# Why is my young Tegu always climbing on my head?



## Cylum (Aug 21, 2013)

I have read on a few different sites that Tegus are supposed to be afraid of heights, or at least uneasy about being too high up from the ground, and they say to hold them sitting or low to your lap, but my ~5 month old Tegu Tiberius refuses to stay a safe distance from the ground. He's always climbing up my cloths or up on my shoulder, and most of all he enjoys sitting on the top of my head! He's never as calm as when he is atop my head, and I just don't get it. Aren't they supposed to be afraid of heights?! Why does he like sitting on my head?


----------



## Tannaros (Aug 21, 2013)

Cylum said:


> I have read on a few different sites that Tegus are supposed to be afraid of heights, or at least uneasy about being too high up from the ground, and they say to hold them sitting or low to your lap, but my ~5 month old Tegu Tiberius refuses to stay a safe distance from the ground. He's always climbing up my cloths or up on my shoulder, and most of all he enjoys sitting on the top of my head! He's never as calm as when he is atop my head, and I just don't get it. Aren't they supposed to be afraid of heights?! Why does he like sitting on my head?



I've never really heard of tegus being afraid of heights at all. As adults they may feel uncomfortable or unsure if they're lifted up while their entire body is not supported - but other than that I've never observed it.

I remember sometime ago someone speculated that tegus may be somewhat arboreal in their early age. I don't really know if that's true.

However, I do know many animals in general feel more secure the higher they are - and you just happen to be the highest point of access.


----------



## Bubblz Calhoun (Aug 21, 2013)

_Instincts, they are more arboreal as babies, some grow out of it in time and with size but not all. Colombians usually stay smaller than other tegus so they can be more likely to keep and use that arboreal instinct and choose a high place to relax. Most large lizards, varanids a like are arboreal when young, they hatch and head for the trees._


----------



## Roadkill (Aug 21, 2013)

I wouldn't say they are afraid of heights at all, just that as adults they are terrible climbers (relatively speaking) and have no sense of what height means. I find it odd that my tortoises, animals that would really never climb trees, know when they've reached the edge, that's it. I could put them on top of my house and they wouldn't fall off the roof. Tegus, on the other hand, would drop and likely break their back.
What I think is happening, and this is purely speculation on my behalf but related to my observations of them in the wild, is wild tegus are cannibalistic of baby/juvenile tegus. I've never seen an adult tegu move as fast as when they are trying to eat a young tegu. Thing is, as said before, adult tegus are terrible climbers. Young tegus, on the other hand, are competent climbers (we never put our young outside in the walled pens until about 2 years old when they could no longer climb trees or brick walls).

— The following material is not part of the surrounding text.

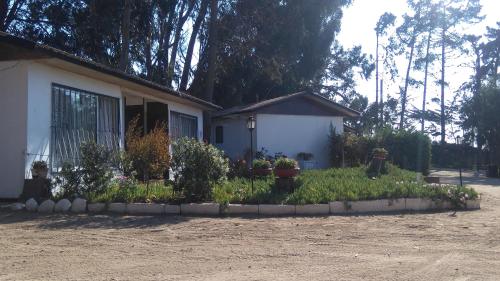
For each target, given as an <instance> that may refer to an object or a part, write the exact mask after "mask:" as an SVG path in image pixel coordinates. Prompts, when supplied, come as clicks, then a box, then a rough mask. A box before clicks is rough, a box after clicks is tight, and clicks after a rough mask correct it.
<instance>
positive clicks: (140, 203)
mask: <svg viewBox="0 0 500 281" xmlns="http://www.w3.org/2000/svg"><path fill="white" fill-rule="evenodd" d="M480 203H481V199H480V198H478V199H475V200H467V201H466V204H465V208H464V209H465V210H477V209H480V208H481V206H480ZM22 209H25V208H24V206H23V208H22ZM451 209H453V205H452V204H451V202H450V201H442V200H432V199H428V198H399V199H378V200H363V201H333V202H329V203H328V204H306V205H278V204H228V205H223V206H221V205H220V204H218V203H199V204H196V203H188V204H180V205H172V204H163V203H108V204H106V203H88V204H86V208H85V210H86V212H88V213H100V212H105V211H107V212H110V213H115V214H128V215H187V216H220V215H228V216H231V215H233V216H245V215H248V216H326V215H349V214H362V213H387V212H405V211H410V212H414V211H416V212H425V211H439V210H451ZM16 210H17V209H16ZM19 210H21V209H19ZM51 211H52V210H51ZM84 212H85V211H84Z"/></svg>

It is likely a survival instinct of tegus to be as high as possible to avoid their worst predators.


----------



## Midwestmonster (Sep 6, 2013)

My yearling is constantly doing that. A habit I have not yet been able to break. Cute tegu!


----------



## karljr2k4 (Sep 6, 2013)

roadkill hit the nail on the head. as a juvenile they tend to enjoy high places because in the wild they are easy food for other animals. so being high is their safe spot until they get to big to climb and more. you will notice when your gu is bigger it will just stop.


----------



## Cylum (Sep 7, 2013)

Oh I see, that makes a lot of sense!


----------



## KritterKeeper (Sep 8, 2013)

My columbian is over 30" and his fave spot is still on my head although i try to keep him off there as his claws are much larger now. I believe hes around 1.5yrs old and he still wants to get as high as possible no matter where he is, hes always looking for the next place to jump/climb so he can get higher..


----------



## Cylum (Sep 16, 2013)

Aw man, they keep jumping that long? Ugh. -_-


----------



## RickyNo (Sep 18, 2013)

He just wants to look down your shirt


----------